Well, yeah.
I view marriage as sort of an official thing that you seal with a ritual, whether religious or not. Anything else is just, well, a relationship. I never felt that marriage was a necessarry thing, in fact I might be leaning towards wanting marriage abolished all together.
But, as it is right now, marriage seems to be run by the church, for the most part. If you want a "proper" marriage, you have to get it through the church. And that's the problem. So instead of trying to let gays get married in churches, we should just start giving the same advantages to people who get non-religious civil unions and what-have-you.

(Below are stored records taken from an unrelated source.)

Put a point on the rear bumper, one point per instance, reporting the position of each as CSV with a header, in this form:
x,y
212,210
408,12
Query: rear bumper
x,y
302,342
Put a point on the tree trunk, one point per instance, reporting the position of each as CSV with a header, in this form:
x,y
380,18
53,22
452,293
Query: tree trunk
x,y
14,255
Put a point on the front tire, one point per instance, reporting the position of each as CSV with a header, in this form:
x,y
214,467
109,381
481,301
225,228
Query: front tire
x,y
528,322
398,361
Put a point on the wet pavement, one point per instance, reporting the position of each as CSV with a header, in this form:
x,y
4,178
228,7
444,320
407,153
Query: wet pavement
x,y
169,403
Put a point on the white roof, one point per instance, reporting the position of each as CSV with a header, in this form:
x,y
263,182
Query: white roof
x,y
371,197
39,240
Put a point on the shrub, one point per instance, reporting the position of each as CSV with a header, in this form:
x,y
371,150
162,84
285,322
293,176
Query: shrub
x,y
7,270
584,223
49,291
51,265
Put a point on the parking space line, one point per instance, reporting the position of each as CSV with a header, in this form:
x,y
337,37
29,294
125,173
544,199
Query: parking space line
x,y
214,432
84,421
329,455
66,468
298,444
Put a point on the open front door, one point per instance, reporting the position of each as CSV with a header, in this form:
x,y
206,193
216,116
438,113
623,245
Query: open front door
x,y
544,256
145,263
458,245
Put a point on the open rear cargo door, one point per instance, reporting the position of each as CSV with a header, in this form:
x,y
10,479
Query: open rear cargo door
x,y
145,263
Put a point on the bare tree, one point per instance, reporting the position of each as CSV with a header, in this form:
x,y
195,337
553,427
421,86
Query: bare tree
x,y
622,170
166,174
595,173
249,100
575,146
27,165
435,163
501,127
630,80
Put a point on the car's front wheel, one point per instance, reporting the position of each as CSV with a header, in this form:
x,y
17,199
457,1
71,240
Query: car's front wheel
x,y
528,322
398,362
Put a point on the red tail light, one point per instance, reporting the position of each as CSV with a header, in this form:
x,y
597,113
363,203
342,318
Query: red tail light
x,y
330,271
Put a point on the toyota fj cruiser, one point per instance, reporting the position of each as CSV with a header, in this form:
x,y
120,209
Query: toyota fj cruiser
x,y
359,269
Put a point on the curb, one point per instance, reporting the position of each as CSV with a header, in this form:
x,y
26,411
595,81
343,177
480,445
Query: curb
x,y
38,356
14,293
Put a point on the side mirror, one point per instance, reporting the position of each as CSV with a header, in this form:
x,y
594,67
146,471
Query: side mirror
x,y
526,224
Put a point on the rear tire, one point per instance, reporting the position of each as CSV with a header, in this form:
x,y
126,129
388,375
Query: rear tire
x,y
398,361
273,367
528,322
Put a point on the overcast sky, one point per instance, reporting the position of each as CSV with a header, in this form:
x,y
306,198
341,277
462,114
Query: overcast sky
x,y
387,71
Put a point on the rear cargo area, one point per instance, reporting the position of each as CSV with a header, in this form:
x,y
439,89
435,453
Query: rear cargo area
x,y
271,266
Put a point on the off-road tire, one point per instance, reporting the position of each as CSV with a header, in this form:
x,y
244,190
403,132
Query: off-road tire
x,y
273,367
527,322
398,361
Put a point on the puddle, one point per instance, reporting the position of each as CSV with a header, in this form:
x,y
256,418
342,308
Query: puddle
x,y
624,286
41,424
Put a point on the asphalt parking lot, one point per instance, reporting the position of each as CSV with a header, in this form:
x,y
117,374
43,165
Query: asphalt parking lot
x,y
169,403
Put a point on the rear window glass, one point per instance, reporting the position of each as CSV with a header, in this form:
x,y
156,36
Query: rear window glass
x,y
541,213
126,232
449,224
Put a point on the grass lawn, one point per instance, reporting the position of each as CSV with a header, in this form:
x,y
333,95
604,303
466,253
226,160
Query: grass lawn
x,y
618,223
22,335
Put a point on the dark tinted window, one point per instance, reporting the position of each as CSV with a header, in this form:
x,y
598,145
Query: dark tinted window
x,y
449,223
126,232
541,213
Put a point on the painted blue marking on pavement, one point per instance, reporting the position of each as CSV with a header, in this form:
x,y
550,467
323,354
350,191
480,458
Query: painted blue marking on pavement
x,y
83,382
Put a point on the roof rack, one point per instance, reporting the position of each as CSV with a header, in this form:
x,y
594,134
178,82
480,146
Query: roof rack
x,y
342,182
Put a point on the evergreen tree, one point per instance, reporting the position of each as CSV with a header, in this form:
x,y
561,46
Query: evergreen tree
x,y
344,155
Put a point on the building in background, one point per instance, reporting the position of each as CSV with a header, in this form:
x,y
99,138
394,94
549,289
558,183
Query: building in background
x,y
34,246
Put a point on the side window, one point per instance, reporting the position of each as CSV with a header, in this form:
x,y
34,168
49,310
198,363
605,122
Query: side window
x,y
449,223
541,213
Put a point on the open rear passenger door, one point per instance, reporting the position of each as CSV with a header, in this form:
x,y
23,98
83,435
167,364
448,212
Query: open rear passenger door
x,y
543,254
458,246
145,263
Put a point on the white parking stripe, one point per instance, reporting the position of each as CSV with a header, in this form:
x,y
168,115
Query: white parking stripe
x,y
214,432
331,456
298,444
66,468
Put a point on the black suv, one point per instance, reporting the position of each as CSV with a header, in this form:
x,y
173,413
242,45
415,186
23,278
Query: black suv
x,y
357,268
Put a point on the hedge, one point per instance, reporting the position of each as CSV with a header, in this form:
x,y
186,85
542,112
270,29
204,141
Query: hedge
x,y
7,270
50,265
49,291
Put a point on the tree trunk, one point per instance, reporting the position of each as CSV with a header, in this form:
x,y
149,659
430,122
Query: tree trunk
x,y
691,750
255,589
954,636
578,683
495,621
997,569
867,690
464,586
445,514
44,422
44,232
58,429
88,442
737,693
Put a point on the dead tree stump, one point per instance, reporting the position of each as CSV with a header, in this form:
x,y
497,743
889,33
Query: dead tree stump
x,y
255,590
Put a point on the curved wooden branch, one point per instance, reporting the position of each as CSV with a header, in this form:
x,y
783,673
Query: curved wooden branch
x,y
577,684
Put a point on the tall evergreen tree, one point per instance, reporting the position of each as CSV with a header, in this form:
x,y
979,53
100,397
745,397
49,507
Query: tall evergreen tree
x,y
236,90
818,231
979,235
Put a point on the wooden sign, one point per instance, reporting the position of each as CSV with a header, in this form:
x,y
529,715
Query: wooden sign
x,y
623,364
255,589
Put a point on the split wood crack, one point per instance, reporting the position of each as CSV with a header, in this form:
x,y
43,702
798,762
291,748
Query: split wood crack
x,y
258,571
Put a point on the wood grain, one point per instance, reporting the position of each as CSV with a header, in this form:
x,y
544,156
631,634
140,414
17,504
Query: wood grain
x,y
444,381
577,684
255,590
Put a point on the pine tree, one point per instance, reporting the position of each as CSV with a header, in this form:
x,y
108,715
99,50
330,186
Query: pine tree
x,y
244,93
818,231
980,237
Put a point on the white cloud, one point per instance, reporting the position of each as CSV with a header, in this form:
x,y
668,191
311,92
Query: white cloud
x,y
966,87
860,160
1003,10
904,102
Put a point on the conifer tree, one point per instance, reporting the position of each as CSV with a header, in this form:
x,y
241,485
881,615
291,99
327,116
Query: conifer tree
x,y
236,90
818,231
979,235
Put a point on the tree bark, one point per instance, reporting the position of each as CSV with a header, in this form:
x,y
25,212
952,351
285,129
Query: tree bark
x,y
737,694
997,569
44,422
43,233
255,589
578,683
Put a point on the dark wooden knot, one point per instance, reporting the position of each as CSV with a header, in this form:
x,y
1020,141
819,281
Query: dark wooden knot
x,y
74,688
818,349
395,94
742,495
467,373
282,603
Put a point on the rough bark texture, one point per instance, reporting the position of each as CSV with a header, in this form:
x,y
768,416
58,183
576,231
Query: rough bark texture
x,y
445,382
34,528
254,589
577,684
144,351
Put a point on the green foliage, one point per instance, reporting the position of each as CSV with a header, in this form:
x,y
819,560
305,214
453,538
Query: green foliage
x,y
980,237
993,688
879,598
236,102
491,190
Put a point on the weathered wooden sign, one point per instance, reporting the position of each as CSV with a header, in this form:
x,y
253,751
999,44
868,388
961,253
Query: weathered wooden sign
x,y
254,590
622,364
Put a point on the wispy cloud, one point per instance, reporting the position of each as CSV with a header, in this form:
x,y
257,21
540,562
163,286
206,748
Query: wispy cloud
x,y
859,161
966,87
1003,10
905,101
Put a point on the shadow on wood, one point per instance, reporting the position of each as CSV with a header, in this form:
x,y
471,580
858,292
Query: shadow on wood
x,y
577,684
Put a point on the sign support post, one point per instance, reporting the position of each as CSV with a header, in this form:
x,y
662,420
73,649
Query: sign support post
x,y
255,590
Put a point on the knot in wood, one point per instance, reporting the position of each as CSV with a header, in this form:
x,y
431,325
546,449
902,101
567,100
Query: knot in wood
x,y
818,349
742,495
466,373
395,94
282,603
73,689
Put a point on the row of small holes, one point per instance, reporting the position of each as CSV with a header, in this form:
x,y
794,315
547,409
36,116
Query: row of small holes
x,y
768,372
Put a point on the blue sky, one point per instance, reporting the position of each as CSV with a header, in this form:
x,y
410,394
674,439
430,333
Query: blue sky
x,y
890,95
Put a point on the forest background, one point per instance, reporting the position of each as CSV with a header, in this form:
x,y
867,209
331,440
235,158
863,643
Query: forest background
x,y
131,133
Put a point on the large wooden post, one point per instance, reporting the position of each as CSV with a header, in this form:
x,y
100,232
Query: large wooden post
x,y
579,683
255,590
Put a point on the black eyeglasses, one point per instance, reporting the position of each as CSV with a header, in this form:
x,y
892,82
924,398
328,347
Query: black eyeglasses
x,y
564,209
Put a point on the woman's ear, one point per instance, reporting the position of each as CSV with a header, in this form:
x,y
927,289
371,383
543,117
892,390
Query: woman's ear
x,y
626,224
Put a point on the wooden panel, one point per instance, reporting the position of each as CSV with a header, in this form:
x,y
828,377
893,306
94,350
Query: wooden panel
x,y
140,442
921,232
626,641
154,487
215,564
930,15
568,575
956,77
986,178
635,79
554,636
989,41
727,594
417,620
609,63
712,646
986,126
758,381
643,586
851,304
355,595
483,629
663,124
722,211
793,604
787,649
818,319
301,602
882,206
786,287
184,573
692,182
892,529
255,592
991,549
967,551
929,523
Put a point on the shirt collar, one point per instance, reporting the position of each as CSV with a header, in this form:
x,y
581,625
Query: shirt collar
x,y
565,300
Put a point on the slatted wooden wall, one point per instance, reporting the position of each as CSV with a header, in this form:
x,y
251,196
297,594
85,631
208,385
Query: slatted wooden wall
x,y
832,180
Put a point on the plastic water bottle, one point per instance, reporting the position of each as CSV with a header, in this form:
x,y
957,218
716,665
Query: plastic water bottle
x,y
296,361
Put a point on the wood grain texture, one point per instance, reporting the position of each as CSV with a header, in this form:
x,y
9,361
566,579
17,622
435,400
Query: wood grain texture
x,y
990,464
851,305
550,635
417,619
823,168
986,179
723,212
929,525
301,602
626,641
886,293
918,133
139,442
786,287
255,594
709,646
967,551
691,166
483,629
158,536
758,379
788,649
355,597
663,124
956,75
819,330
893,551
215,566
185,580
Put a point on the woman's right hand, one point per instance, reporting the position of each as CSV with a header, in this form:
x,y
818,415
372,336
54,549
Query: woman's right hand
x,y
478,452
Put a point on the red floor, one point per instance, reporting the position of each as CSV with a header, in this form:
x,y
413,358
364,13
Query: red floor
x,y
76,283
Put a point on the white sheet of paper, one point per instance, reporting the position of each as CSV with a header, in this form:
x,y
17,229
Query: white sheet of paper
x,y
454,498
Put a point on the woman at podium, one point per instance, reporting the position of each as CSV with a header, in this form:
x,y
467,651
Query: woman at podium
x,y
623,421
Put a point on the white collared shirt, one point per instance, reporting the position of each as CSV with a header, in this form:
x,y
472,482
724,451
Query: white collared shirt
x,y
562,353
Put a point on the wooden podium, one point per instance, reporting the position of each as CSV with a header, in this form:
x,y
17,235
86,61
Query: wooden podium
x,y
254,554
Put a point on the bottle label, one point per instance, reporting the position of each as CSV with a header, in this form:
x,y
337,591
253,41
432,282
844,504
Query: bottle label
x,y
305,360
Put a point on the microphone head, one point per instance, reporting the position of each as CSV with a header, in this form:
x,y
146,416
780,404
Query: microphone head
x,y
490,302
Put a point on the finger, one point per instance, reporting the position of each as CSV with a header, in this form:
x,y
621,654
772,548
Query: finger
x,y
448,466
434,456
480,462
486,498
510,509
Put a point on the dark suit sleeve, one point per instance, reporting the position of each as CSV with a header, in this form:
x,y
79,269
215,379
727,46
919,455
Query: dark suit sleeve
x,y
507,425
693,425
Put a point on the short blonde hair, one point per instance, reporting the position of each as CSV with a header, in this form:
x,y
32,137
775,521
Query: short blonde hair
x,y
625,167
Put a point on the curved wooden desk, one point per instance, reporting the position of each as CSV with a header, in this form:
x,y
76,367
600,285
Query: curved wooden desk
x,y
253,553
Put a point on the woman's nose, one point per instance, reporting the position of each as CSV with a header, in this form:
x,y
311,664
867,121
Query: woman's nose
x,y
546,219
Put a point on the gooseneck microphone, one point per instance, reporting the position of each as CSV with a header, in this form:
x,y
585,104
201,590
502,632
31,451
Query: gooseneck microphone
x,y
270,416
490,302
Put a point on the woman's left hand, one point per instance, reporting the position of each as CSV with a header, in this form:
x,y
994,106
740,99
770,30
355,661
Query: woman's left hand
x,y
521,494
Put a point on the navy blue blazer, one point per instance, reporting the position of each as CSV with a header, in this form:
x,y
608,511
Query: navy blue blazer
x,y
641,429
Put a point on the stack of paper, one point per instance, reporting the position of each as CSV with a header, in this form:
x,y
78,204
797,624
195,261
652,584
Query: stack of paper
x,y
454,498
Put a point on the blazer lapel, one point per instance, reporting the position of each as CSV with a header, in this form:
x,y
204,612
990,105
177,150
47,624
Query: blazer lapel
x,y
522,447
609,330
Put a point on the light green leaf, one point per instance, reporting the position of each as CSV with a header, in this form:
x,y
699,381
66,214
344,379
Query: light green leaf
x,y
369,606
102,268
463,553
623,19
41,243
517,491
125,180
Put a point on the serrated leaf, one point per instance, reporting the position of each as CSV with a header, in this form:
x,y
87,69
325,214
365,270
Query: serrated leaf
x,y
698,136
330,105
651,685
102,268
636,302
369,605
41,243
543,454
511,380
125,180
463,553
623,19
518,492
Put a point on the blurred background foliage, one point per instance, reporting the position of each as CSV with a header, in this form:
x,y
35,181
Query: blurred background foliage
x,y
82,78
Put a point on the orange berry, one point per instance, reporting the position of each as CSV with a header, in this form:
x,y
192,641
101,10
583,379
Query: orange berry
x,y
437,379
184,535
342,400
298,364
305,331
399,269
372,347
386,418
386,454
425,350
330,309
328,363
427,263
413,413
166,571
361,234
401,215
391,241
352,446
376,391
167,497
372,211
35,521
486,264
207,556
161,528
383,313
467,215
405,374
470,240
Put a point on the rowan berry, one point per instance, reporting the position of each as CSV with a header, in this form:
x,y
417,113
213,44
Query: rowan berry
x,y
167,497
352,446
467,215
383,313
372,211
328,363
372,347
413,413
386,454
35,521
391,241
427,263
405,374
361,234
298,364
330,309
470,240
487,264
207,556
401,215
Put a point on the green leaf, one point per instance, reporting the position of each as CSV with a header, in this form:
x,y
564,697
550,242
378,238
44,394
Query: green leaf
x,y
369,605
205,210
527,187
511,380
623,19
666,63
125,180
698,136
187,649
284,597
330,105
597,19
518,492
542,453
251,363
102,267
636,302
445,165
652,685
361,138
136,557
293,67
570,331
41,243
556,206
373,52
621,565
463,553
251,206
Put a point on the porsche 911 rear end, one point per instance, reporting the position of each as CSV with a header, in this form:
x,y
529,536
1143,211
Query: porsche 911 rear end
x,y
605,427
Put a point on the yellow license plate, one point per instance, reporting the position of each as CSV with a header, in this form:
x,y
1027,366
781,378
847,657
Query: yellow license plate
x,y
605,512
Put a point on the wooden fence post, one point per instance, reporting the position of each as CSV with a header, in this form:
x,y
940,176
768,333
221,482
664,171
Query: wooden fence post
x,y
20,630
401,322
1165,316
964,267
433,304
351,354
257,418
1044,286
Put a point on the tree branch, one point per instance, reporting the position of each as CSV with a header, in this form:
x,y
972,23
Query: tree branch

I disagree that marriage isn't a religious matter today. I can't speak for America, but in Denmark, atheists get married in churches all the time, not because marriage has nothing to do with religion, but because people don't give a flying fuck. They've come to think of marriage as a tradition, something everyone does, and so they just ignored the fact that what they're doing is rooted so deeply in religion. That doesn't change the fact that it is a religious ritual in a religious environment. When you say that "you just get a certificate saying you are married a boom" aren't you talking about civil unions? I'm totally for that, and I'm pretty sure gay people can get that?
To me, the ENTIRE argument against gay marriage balances on the church. If you "do the deed" in the church, then the church should be allowed to give you the boot for whatever reason they want. If you get a civil union outside of the church, then there's no argument against homosexual unions.
If what you're saying is that gay people can't even get a non-religious civil union, then that's what needs to be changed.